The Coach.
January 25th, 2010
I’m in a writing group with my friends Grace, Nancy, and Joan. Once or twice a week we give each other assignments. Today’s (from Grace) was: Use these two lines in a piece, in no particular order: In a blue concrete room stinking of sweat, stale cigarette smoke and beer… and “I promise I do.” Her voice was cool.
In a blue concrete room stinking of sweat, stale cigarette smoke and beer, coach Stavros set up the whiteboard. She diagrammed a play for the boys. She suppressed a smile and tried to imagine how it must be to be fifteen and ruled entirely by testosterone. The boys seemed unable to memorize a simple series of moves — moves that would guarantee relief. The blue-ball team filed into the room, each boy taking one of the old-fashioned automobile seats.
Jeffrey Hite, the youngest and probably least attractive of the boys, took a seat in the front row. He was all earnest intensity.
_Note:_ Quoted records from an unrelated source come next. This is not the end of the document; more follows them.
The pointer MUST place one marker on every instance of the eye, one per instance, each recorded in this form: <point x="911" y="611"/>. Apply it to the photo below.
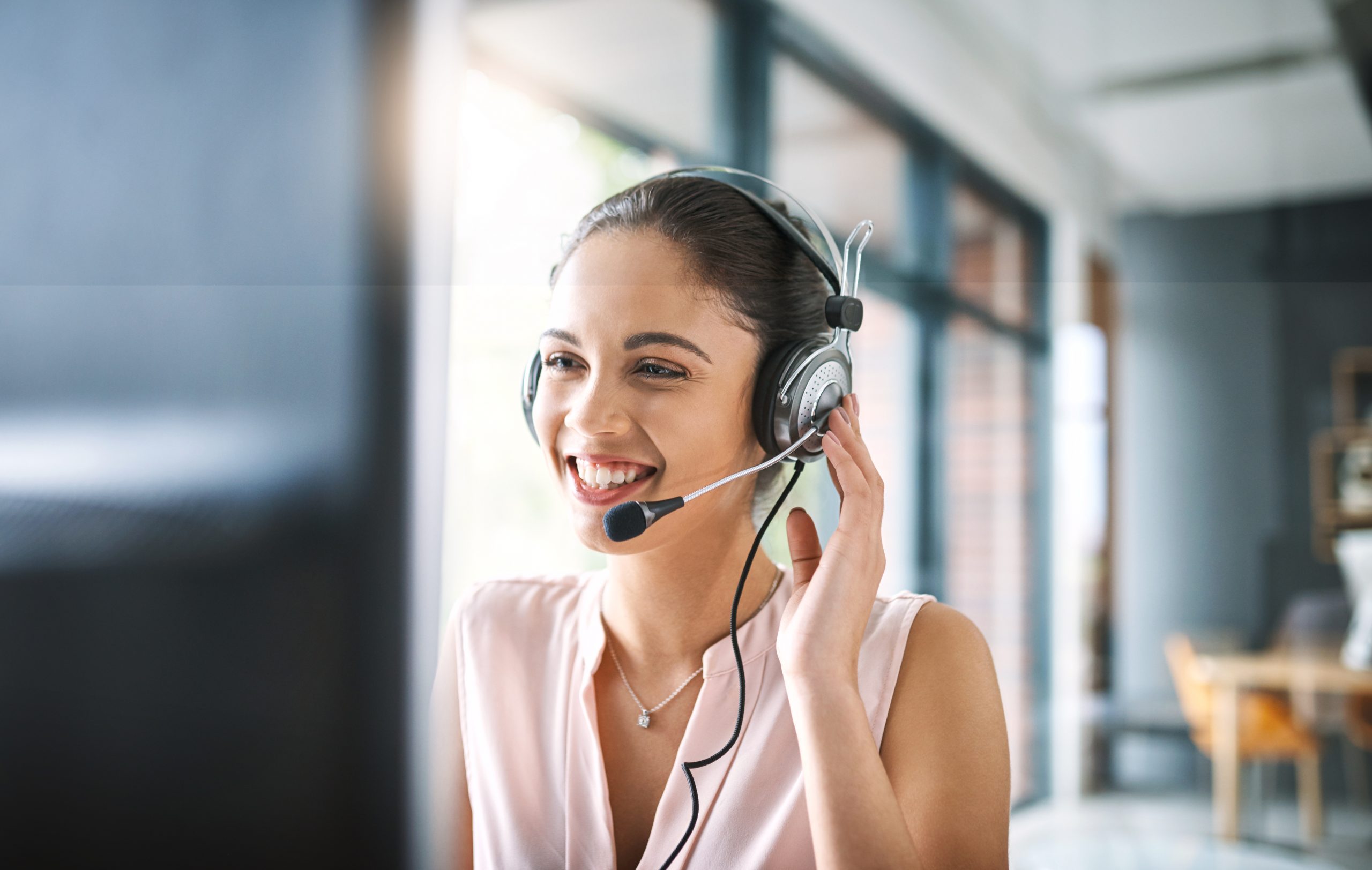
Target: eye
<point x="652" y="371"/>
<point x="663" y="372"/>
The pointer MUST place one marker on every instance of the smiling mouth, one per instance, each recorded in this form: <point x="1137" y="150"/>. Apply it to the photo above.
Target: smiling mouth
<point x="600" y="481"/>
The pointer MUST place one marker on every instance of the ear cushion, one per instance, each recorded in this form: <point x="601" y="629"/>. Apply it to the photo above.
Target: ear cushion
<point x="528" y="390"/>
<point x="770" y="378"/>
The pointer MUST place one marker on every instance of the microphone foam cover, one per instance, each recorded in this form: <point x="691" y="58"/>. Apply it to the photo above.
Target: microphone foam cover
<point x="625" y="521"/>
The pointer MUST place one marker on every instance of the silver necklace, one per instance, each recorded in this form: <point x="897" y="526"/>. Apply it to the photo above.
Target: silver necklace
<point x="645" y="714"/>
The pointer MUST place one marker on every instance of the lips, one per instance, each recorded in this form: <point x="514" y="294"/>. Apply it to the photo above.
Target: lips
<point x="604" y="497"/>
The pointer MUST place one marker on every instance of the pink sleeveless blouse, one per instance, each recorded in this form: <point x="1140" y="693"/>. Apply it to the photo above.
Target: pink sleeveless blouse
<point x="526" y="652"/>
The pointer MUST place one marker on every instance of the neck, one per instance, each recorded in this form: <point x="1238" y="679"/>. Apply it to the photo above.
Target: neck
<point x="666" y="607"/>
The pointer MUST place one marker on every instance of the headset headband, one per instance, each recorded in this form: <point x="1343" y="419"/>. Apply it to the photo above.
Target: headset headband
<point x="825" y="267"/>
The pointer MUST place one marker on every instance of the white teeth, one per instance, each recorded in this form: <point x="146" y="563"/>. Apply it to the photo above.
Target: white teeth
<point x="600" y="478"/>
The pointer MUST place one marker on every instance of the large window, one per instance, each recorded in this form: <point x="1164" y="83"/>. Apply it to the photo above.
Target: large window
<point x="837" y="160"/>
<point x="640" y="65"/>
<point x="990" y="467"/>
<point x="570" y="103"/>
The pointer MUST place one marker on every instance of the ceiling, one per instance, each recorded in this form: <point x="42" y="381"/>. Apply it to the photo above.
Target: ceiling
<point x="1199" y="104"/>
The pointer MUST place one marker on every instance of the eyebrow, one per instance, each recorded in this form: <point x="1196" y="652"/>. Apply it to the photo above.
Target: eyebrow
<point x="638" y="339"/>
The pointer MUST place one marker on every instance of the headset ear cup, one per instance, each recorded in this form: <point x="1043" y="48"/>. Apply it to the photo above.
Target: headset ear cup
<point x="528" y="390"/>
<point x="770" y="378"/>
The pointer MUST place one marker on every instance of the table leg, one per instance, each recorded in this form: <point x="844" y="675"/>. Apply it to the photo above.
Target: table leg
<point x="1224" y="736"/>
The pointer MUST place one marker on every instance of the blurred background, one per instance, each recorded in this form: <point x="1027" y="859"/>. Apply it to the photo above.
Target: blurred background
<point x="270" y="275"/>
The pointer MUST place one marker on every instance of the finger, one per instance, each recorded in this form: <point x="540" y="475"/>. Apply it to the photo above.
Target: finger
<point x="851" y="441"/>
<point x="848" y="471"/>
<point x="804" y="545"/>
<point x="851" y="407"/>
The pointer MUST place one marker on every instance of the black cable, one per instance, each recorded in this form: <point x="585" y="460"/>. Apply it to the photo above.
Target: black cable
<point x="739" y="663"/>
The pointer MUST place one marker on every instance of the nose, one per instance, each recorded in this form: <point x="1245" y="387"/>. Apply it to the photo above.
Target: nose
<point x="593" y="408"/>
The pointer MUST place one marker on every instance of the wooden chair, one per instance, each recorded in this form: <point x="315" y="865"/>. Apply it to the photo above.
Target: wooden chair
<point x="1268" y="731"/>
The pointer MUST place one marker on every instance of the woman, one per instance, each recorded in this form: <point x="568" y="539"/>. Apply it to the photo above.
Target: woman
<point x="870" y="739"/>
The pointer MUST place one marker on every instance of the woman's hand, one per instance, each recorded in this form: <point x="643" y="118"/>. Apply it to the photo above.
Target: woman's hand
<point x="826" y="617"/>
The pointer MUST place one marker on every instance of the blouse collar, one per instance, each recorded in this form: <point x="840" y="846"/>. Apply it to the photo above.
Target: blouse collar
<point x="755" y="637"/>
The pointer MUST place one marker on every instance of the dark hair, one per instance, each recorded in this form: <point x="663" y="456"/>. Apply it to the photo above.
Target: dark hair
<point x="766" y="283"/>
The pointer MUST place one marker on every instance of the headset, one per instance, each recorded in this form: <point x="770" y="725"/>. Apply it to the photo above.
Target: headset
<point x="800" y="382"/>
<point x="797" y="387"/>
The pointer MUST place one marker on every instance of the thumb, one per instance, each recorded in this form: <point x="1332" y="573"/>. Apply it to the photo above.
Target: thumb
<point x="804" y="545"/>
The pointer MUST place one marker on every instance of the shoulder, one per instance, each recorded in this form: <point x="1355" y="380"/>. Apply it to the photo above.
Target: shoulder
<point x="946" y="746"/>
<point x="946" y="656"/>
<point x="518" y="607"/>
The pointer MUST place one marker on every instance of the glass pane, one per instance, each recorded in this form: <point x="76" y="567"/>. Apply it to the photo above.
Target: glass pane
<point x="526" y="176"/>
<point x="991" y="258"/>
<point x="839" y="161"/>
<point x="990" y="467"/>
<point x="647" y="65"/>
<point x="885" y="363"/>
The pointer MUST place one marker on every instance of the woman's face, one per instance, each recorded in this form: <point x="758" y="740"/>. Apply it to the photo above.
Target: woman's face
<point x="645" y="378"/>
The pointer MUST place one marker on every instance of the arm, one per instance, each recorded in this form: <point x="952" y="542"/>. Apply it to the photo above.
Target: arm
<point x="944" y="747"/>
<point x="936" y="795"/>
<point x="450" y="805"/>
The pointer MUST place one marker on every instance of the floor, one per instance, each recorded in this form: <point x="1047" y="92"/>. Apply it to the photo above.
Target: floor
<point x="1167" y="832"/>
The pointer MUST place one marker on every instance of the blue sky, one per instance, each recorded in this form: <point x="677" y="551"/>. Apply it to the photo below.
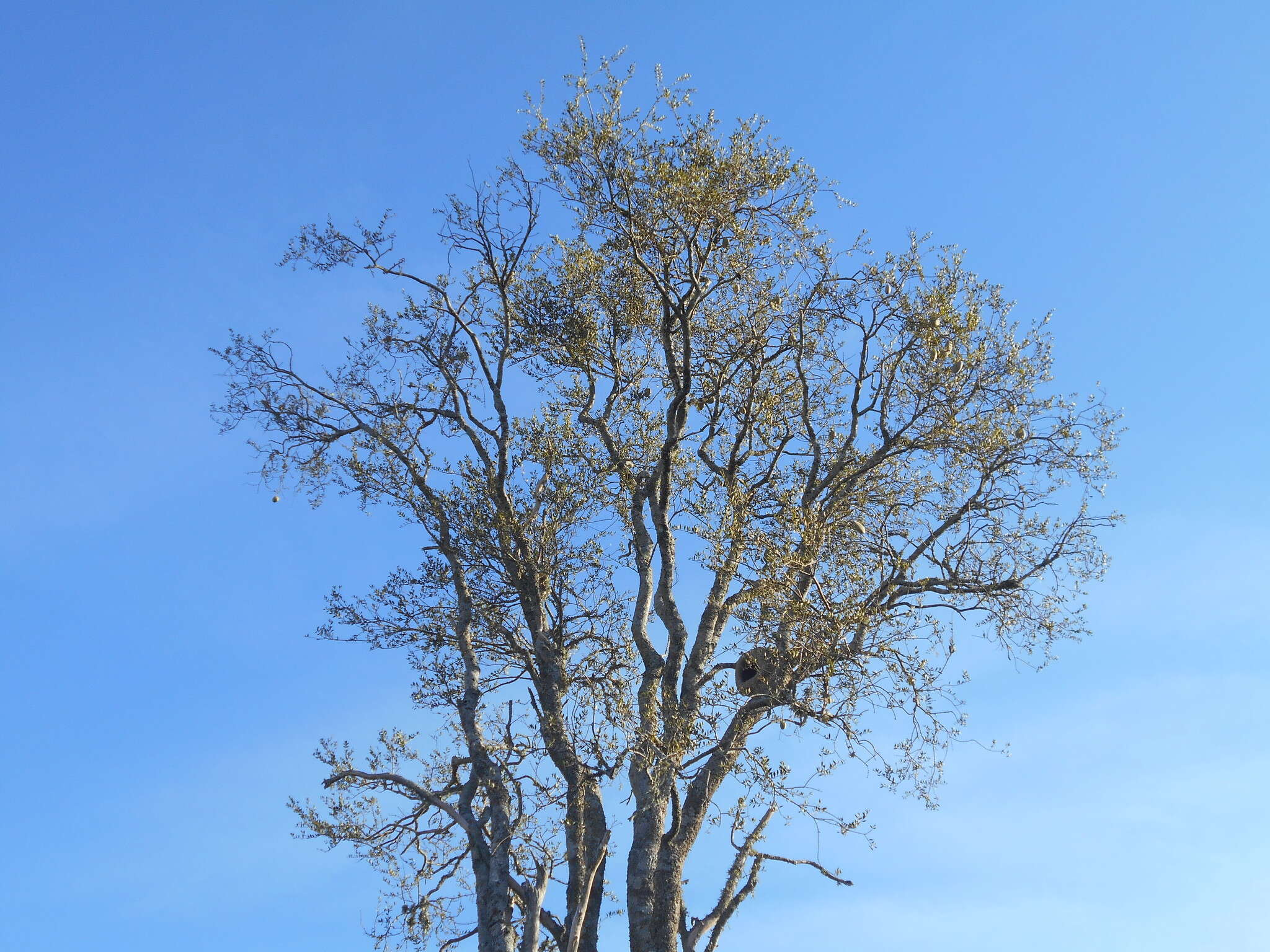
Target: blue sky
<point x="1105" y="161"/>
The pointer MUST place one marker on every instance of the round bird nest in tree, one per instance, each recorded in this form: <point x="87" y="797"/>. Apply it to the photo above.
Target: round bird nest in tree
<point x="763" y="672"/>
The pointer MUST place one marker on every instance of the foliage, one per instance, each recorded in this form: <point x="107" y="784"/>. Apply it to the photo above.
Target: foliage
<point x="685" y="430"/>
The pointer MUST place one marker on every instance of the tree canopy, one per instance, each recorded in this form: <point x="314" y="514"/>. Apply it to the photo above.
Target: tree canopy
<point x="699" y="488"/>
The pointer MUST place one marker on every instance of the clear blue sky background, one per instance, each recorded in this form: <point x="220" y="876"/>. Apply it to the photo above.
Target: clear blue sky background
<point x="1104" y="159"/>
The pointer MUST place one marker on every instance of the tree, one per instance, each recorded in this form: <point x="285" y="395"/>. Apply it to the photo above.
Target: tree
<point x="690" y="477"/>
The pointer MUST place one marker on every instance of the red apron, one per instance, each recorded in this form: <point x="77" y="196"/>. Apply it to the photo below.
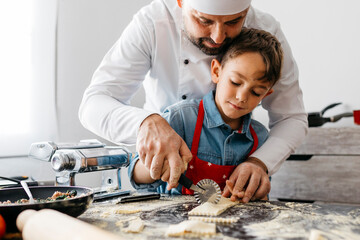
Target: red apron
<point x="199" y="169"/>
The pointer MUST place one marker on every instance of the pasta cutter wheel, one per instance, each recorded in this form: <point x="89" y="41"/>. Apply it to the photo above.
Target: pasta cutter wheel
<point x="211" y="194"/>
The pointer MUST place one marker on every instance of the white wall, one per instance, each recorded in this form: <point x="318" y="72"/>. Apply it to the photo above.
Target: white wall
<point x="324" y="36"/>
<point x="86" y="31"/>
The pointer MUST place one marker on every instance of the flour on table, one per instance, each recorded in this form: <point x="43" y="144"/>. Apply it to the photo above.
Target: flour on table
<point x="191" y="228"/>
<point x="135" y="226"/>
<point x="212" y="209"/>
<point x="127" y="210"/>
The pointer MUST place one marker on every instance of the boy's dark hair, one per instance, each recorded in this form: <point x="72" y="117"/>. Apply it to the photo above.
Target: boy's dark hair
<point x="255" y="40"/>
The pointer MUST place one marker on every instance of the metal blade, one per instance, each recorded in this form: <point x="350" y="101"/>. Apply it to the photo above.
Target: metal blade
<point x="212" y="192"/>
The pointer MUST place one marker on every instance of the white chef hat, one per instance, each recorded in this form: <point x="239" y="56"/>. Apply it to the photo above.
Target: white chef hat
<point x="219" y="7"/>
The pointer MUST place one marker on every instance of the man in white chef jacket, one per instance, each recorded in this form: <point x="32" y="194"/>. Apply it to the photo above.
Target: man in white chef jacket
<point x="168" y="47"/>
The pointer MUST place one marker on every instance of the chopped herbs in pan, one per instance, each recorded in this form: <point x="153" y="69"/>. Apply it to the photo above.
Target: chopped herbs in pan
<point x="56" y="196"/>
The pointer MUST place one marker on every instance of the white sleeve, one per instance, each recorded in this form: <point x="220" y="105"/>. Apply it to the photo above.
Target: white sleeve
<point x="288" y="119"/>
<point x="105" y="108"/>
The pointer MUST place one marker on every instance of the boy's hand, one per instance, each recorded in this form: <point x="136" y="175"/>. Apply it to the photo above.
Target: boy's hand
<point x="162" y="150"/>
<point x="249" y="181"/>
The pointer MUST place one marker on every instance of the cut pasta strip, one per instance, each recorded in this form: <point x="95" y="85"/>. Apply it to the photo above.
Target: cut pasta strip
<point x="191" y="228"/>
<point x="211" y="209"/>
<point x="214" y="219"/>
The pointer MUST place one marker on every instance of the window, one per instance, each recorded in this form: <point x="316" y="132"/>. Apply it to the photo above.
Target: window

Stavros aimed her words at him. “Okay, guys, this is a car seat from your father’s time. In all probability, his first sexual experience was on one of these things. He either scored, or he went home with blue-balls. You guys are still virgins. It hurts, I know, but it’s only going to get more agonizing as the year goes on. March is the start of blue-ball season, and if you don’t get laid by June, you may actually die of groin pain.”
Jeffrey Hite raised his hand. “Has anybody ever? Died?”
Stavros took her time. She lit a Marlboro. Then she answered. “Yeah. Last season.”
Oh shit, she thought, Jeffrey’s got another question.
“Is it important for a girl to find me really good looking, or intelligent, or to be of good moral character?
Stavros exhaled a long thin stream of smoke, and gave him a dumbshit stare. “What do you think, Jeffrey?” He was unable to even attempt an answer. She wet her lips and leaned close to him: “It’s important to be Really Good Looking! Forget that other shit.”
Stavros popped a Miller Lite, took a sip, and displayed the can. “This is going to make your job easier. Just one or two cans. No more.” At 45, she still had a great body. She reminded herself of Mrs Robinson in The Graduate.
“Yes, Jeffrey, what is it now?”
“I just wondered if you think I’m really good looking.”
“I do.”
“Really?”
“I promise I do.” Her voice was cool as she looked away from Jeffrey to Ricky Pringle, who actually did turn her on.
She let her thumb rest on her crotch and moved it slowly up and down. After a few moments, when every boy was licking his lips, she brought them out of wet-dream world with a shriek: “GET YOUR EYEBALLS UP HERE ON THE WHITEBOARD AND LOOK WHERE YOUR ARMS ARE SUPPOSED TO BE!” The drawing of the boy and girl was rudimentary, but clear: Left arm over girl’s shoulders, torso twisting left, right hand an inch or so from the girl’s knee.
Jeffrey Hite rose out of his seat. He was embarrassed and walked quietly to the door. He pulled, but it was locked. He asked urgently if she could let him out. He was practically in tears.
“Sit down, Jeffrey.” Then he did burst into tears.
“In about twenty seconds, boys, I’m bringing the girls in.” She put the pointer to the whiteboard one more time. “You got this? Just etch it in your brain.” She opened the small fridge in the room and invited the boys to grab a beer. Then she let the girls in. As instructed, each boy sat on the right side of one of the double car seats. The girls filed in and chose their seats. But quickly, before any of them braved a choice, Coach Stavros sat next to Ricky Pringle.
It was a good half-a-minute before Beth Frusky, circling around like the loser in musical chairs, sighed loudly and grabbed Jeffrey Hite. She wiped his tears, sat him next to her, and the blue-balls training went on.